I am working on helping customer save storage cost. I have a couple of questions related to the choice of S3 vs Cassandra. Right now, the data has about 50M rows, 9 columns. And this number could be much larger, say, 5B rows in the future.

  1. I know that S3 is much cheaper compared with Cassandra, is there any way for us to estimate the cost of saving data in Cassandra based on the feature of the dataset (for example, number of rows, number of the unique partition keys, etc)?

  2. Based on this post When to use FileData, I know that Normalized data will still be stored primarily in Cassandra as it’s assumed to be used more frequently. But what if the data won’t be used frequently?
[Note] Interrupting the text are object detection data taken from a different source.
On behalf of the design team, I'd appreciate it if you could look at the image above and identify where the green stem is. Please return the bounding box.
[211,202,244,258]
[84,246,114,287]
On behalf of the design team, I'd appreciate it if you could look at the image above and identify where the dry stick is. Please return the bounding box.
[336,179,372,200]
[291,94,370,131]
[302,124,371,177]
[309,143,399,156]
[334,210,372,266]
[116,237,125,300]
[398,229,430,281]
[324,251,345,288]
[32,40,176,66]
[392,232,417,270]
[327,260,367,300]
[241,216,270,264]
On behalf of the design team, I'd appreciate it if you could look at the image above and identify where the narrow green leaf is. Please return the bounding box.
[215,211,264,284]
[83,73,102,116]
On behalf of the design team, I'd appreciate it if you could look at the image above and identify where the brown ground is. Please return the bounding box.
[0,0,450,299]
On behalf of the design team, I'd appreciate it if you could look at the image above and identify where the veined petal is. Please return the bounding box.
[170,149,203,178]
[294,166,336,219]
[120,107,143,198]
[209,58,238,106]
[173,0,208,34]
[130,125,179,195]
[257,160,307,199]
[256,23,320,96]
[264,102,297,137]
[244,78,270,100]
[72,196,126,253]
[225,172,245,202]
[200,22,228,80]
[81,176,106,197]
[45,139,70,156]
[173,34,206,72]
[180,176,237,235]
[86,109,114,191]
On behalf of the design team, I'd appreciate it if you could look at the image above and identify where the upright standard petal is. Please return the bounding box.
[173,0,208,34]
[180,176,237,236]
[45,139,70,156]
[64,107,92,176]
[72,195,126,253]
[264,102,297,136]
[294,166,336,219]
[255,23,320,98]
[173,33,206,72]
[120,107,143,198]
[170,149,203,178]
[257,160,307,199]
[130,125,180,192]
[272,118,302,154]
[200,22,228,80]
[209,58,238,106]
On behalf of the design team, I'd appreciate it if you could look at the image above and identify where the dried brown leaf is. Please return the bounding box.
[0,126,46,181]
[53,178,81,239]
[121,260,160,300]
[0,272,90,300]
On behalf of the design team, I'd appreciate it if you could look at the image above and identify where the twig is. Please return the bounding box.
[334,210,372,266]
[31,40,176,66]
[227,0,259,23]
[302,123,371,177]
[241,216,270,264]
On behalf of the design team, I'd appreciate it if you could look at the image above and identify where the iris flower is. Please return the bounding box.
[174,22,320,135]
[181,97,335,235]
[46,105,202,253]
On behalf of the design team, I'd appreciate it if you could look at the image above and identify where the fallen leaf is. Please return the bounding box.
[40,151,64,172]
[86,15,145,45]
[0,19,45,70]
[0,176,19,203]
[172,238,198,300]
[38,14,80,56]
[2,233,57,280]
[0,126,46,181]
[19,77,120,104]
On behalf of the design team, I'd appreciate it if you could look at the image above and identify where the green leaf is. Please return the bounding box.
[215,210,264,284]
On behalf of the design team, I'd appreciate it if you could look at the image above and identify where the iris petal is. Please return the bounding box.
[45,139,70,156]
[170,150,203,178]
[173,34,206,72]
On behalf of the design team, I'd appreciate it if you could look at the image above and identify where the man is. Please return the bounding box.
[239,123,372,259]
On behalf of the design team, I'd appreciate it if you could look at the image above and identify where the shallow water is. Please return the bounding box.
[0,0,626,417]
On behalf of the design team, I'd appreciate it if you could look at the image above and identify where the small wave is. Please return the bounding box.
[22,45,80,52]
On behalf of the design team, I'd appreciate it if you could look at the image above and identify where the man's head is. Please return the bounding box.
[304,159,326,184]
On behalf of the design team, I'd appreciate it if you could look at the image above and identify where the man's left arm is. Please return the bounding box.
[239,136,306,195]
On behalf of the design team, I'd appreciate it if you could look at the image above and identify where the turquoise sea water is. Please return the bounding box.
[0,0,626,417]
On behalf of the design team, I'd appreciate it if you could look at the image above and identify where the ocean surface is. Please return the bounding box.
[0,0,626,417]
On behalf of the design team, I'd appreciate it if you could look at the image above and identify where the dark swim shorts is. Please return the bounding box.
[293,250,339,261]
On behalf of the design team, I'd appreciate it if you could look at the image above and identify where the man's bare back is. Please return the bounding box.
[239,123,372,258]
Do we have a certain threshold for choosing hot/cold storage framework?

  3. Any other rules we should be aware of when we choose the storage framework besides cost, query frequency and size of data?

Thanks for your advice!

Here are the things you should consider while selecting a datastore:

  • Performance, Scalability, Reliability & Availability
    • Sql: When data volume is relatively small < 10M - 100M, access patterns are not that heavy and latency is a concern
    • NoSql: When data volume is heavier > 100M but < 100B, access patterns are heavy and latency is a concern (cluster of nodes - so no single point of failure)
    • Analytical: When data has gone through ETL and aggregations need to be performed from a reporting purpose & latency is a concern (managed services redshift / Athena)
    • File Systems: When data volume is very heavy > 100B, access patterns are heavy but latency is NOT a concern (cluster of nodes - so no single point of failure - managed services like S3, Azure blob service)

Specifically for question 1, there is not simple way to estimate cost because they depend on several factors e.g. S3 does not charge much for actual storage, but if you access the data frequently the cost could be very high

  1. For Hot/Cold storage, you can specify using an annotation how much data you want to keep in the hotstore and how much in the cold store. See PartitionBucketStrategy type for details.
// Example of storing all data before 2015 in cold storage
@db(datastore='cassandra',
    partitionKeyField='parent',
    persistenceOrder='start,end',
    persistDuplicates=false,
    shortId=true,
    shortIdReservationRange=100000,
    compactType=true, defaultPartitionStrategy=PartitionBucketStrategy(maxHotSortKey="start < dateTime('2015-01-01')"))
entity type TestHotColdTSData mixes TimeseriesDataPoint<TestHotColdTS> schema name 'testHotColdTSData' {
  @ts
  quantity: Dimension
}
8 Likes

Thank you so much for your comprehensive explanation @rohit.sureka. That is really helpful! I was wondering if I access the data daily, will it cost a lot if I put data on S3? Is it easier to get the cost estimation for S3 in this case? And what is the optimal frequency for accessing data on S3?